Let him go z0m3le, he's a bit LTTFoxconnP. I think we thoroughly dissected it in the previous Switch HW thread. You're being bated into giving him a summary for a thread he can go read for himself.
 
Agree with blu here, gamers in general treat insiders far, far too hostile for getting things wrong when there are many, many legitimate reasons why an insider will get things wrong that aren't them trying to mislead us.

And where did he see those clocks? for instance he flat out tells you the CPU clock and GPU clock in your post here, does that mean that that is the final clocks and weren't part of any test at all? because that is the assumption you are now drawing.

I think I see where KingSnake is coming from here. In that new translation there is no connection of those clock speeds to a demo like I believe there was in the original translation. So we don't know if he saw a spec sheet with that info (1.78GHz max, 921MHz max, though he also mentions 16nm in this context) or if he did see a demo with those readouts as we originally thought.
 

Thraktor

Member
You'd think with his level of knowledge and experience he would at least know they were Samsung modules if he saw the writing. It's just interesting that he explicitly mentioned he wasn't able to identify it. It could be as KingSnake said above that he just wasn't able to look closely enough at it.

Samsung could make any number of components in Switch, though, from RAM to NAND to the SoC itself, so simply being able to identify it as a Samsung chip wouldn't tell him much. He correctly identified them as RAM modules, which seems sensible from their size and positioning of the board, but any further details (i.e. capacity, speed, etc.) would have required looking up the product code, and I don't think he would have been in a position to do that.

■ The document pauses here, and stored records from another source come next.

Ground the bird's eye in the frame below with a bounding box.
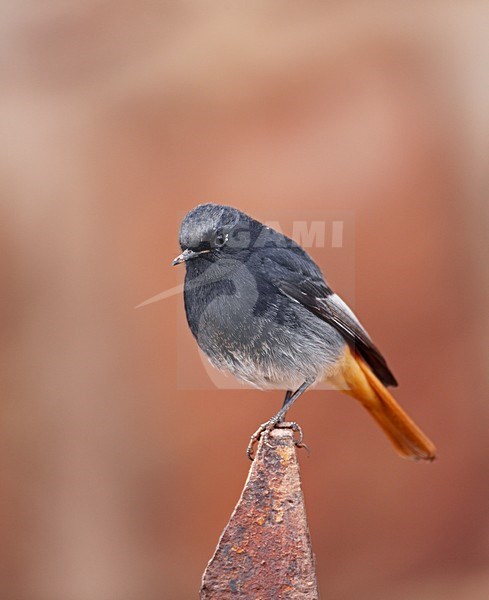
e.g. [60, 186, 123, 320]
[215, 231, 227, 246]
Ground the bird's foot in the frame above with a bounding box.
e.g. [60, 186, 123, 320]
[246, 418, 309, 460]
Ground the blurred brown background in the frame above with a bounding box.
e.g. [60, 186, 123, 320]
[0, 0, 489, 600]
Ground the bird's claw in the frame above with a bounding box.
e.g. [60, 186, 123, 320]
[246, 419, 310, 460]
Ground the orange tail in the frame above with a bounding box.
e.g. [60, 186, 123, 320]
[341, 348, 436, 460]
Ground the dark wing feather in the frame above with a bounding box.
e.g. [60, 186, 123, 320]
[250, 245, 397, 386]
[276, 280, 397, 386]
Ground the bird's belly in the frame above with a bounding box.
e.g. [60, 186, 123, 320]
[196, 301, 345, 390]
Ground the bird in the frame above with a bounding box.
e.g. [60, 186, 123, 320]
[172, 203, 436, 461]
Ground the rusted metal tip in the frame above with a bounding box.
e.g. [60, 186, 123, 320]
[200, 429, 319, 600]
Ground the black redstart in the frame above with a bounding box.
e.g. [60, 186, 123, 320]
[173, 204, 435, 460]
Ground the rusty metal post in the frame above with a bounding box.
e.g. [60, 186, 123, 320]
[200, 429, 319, 600]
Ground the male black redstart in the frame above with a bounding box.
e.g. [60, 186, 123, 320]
[173, 204, 435, 460]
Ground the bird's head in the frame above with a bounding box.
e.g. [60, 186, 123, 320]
[172, 203, 254, 265]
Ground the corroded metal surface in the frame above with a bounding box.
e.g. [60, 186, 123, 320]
[200, 429, 319, 600]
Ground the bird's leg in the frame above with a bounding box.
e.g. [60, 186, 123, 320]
[246, 381, 311, 460]
[282, 390, 293, 408]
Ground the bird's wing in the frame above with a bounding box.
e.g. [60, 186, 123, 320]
[255, 249, 397, 386]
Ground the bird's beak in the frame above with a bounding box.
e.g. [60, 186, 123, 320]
[172, 248, 209, 267]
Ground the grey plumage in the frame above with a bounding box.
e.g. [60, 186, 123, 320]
[176, 204, 395, 390]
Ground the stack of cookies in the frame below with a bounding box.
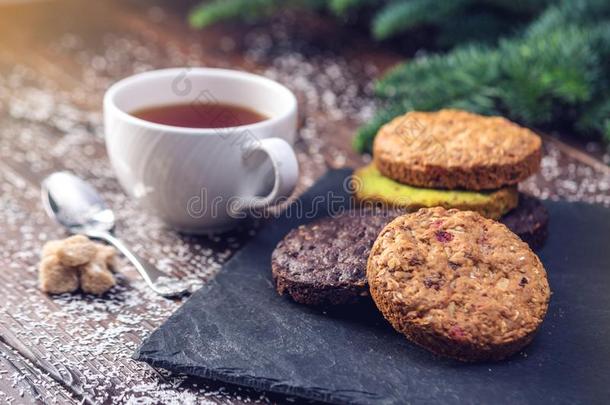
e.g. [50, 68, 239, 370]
[271, 110, 550, 361]
[354, 109, 548, 248]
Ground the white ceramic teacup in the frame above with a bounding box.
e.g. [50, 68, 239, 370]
[104, 68, 298, 233]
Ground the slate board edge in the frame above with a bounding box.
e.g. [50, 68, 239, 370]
[132, 168, 372, 404]
[134, 351, 378, 404]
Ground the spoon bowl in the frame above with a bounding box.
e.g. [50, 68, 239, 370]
[41, 172, 189, 297]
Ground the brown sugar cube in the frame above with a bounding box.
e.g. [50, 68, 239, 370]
[38, 255, 78, 294]
[57, 235, 97, 267]
[93, 243, 116, 270]
[80, 260, 116, 295]
[40, 240, 64, 259]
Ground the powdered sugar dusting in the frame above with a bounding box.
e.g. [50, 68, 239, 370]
[0, 2, 610, 404]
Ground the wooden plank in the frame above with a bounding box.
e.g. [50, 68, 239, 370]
[0, 0, 608, 403]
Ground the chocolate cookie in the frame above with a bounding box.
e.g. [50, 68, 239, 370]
[500, 194, 549, 249]
[271, 211, 395, 305]
[367, 207, 550, 361]
[373, 110, 542, 190]
[352, 164, 519, 219]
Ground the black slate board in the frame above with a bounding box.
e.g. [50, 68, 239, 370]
[134, 170, 610, 404]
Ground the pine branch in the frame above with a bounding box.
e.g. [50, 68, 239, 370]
[328, 0, 384, 16]
[189, 0, 281, 28]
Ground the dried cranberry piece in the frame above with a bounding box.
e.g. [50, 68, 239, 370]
[449, 325, 466, 340]
[434, 231, 453, 243]
[449, 262, 462, 270]
[424, 274, 443, 291]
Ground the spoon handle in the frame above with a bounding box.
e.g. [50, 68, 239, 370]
[87, 231, 188, 298]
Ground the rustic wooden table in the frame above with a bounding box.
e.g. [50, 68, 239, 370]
[0, 1, 610, 403]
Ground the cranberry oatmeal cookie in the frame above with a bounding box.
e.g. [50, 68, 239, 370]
[367, 207, 550, 361]
[373, 109, 542, 190]
[271, 211, 397, 305]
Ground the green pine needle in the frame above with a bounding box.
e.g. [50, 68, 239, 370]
[189, 0, 279, 28]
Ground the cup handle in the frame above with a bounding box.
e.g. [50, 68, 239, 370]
[232, 138, 299, 212]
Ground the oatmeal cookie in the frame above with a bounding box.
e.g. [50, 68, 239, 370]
[352, 164, 519, 219]
[271, 211, 395, 305]
[373, 110, 542, 190]
[367, 207, 550, 361]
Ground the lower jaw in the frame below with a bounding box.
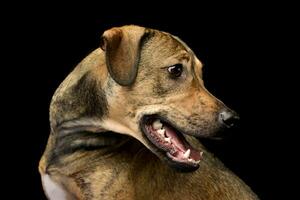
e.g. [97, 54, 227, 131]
[141, 115, 199, 172]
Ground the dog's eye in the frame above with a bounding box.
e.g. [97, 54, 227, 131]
[168, 64, 183, 78]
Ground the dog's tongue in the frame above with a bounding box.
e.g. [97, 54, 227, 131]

Hmm that's interesting, so it could be that he has seen some pre-final retail units, or possibly the motherboard might differ between different retail units? I wonder if the unit in the OP has one of the older or newer motherboards. I guess only the leaker would be able to tell us that

Yeah, it would be interesting to compare it to the iFixit teardown in a couple of weeks, as any changes between the two would indicate if it's an early prototype or dev unit or something like that.

Oooh that's a really cool image, thanks! As someone who studied materials science that's a fascinating picture, it really shows the value of space and creative mask production.

And yeah I figured the other image wasn't exactly what it would look like but it is a fair representation of the various component sizes, right?

I wouldn't even take it as a rough layout. The interfaces around the sides of the chip are probably about right, but the main blocks (CPU/GPU) probably don't really bear any relation to Nvidia's mockup.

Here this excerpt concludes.